Along with the city’s $50,000 contribution using tree fund collections, the Texas Trees Foundation will contribute a minimum of $250,000 to the project, which will come from a combination of partnerships and donations from organizations like Wells. Fargo, Atmos Energy, Texas Trees Foundation and the Worth-based Fort Nicholas Martin Jr. Family Foundation.

“Wells Fargo is committed to providing leadership among financial institutions on sustainability issues and believes that climate change is one of the most pressing environmental and social issues of our time,” said Scott Wallace, Chief Financial Officer. Wells Fargo Regional Banking Services for North Texas. “We are honored to support the Texas Trees Foundation and its important work as part of our commitment to help transition to a low-carbon economy and minimize society’s environmental footprint.”

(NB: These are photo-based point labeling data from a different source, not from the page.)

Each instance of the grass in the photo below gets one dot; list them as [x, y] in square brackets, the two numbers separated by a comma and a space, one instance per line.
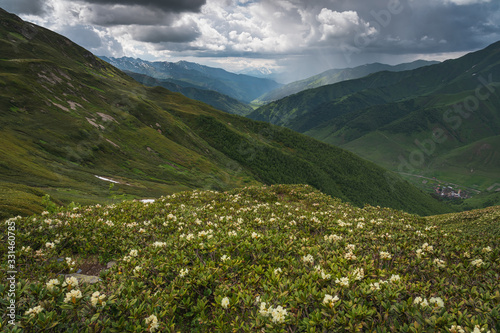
[107, 124]
[283, 258]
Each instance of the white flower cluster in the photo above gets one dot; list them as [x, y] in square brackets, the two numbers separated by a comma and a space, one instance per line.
[350, 256]
[343, 281]
[70, 262]
[333, 238]
[358, 274]
[152, 323]
[255, 235]
[374, 286]
[436, 301]
[477, 262]
[73, 296]
[278, 314]
[34, 311]
[308, 259]
[51, 285]
[385, 255]
[71, 282]
[439, 263]
[225, 302]
[329, 300]
[183, 272]
[97, 298]
[486, 249]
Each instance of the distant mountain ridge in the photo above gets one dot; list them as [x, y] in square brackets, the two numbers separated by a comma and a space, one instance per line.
[337, 75]
[76, 128]
[440, 121]
[242, 87]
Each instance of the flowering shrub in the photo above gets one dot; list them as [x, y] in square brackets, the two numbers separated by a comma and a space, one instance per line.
[273, 259]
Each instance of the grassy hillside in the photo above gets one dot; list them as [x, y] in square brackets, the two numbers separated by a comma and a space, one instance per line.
[210, 97]
[78, 129]
[244, 88]
[273, 259]
[437, 121]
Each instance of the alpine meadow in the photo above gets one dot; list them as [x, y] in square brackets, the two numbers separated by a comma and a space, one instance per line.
[169, 197]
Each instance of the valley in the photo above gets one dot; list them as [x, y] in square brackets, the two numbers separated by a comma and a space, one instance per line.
[155, 196]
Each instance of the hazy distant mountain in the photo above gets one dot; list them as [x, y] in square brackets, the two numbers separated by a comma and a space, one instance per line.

“Our partnership with the Texas Trees Foundation and the City of Fort Worth aligns with Atmos Energy’s commitment to fueling safe and thriving communities by investing in a safe and healthy environment for all,” said Chris Felan, vice – President of Rates and Regulatory Affairs of Atmos Energy. . “We are committed to helping the City of Fort Worth prosper and creating a strategic roadmap for sustainable and safe forest management and we are honored to help sponsor the development of this historic urban forest plan.

The collaborative work between the Texas Trees Foundation, the City of Fort Worth, Atmos Energy, Wells Fargo and the Nicholas Martin Jr. Family Foundation is just one more example of the city’s commitment to breaking down barriers through innovative thinking and partnerships.

“Just as a land use plan guides urban planning and future development, we hope that a research-driven urban forest master plan will help facilitate a more efficient, effective and efficient decision-making process. consistent for the entire community, including city officials, nonprofits, developers and landlords,” said Nicholas Martin Jr. Family Foundation representative Nick K. Martin.

The Texas Trees Foundation has served as a catalyst in creating reimagined green spaces through research-driven projects and programs such as their Cool Schools program and the NeighborWoods program.

Photo: Planning efforts will assess current urban forest resources as well as municipal policies and ordinances related to the urban forest.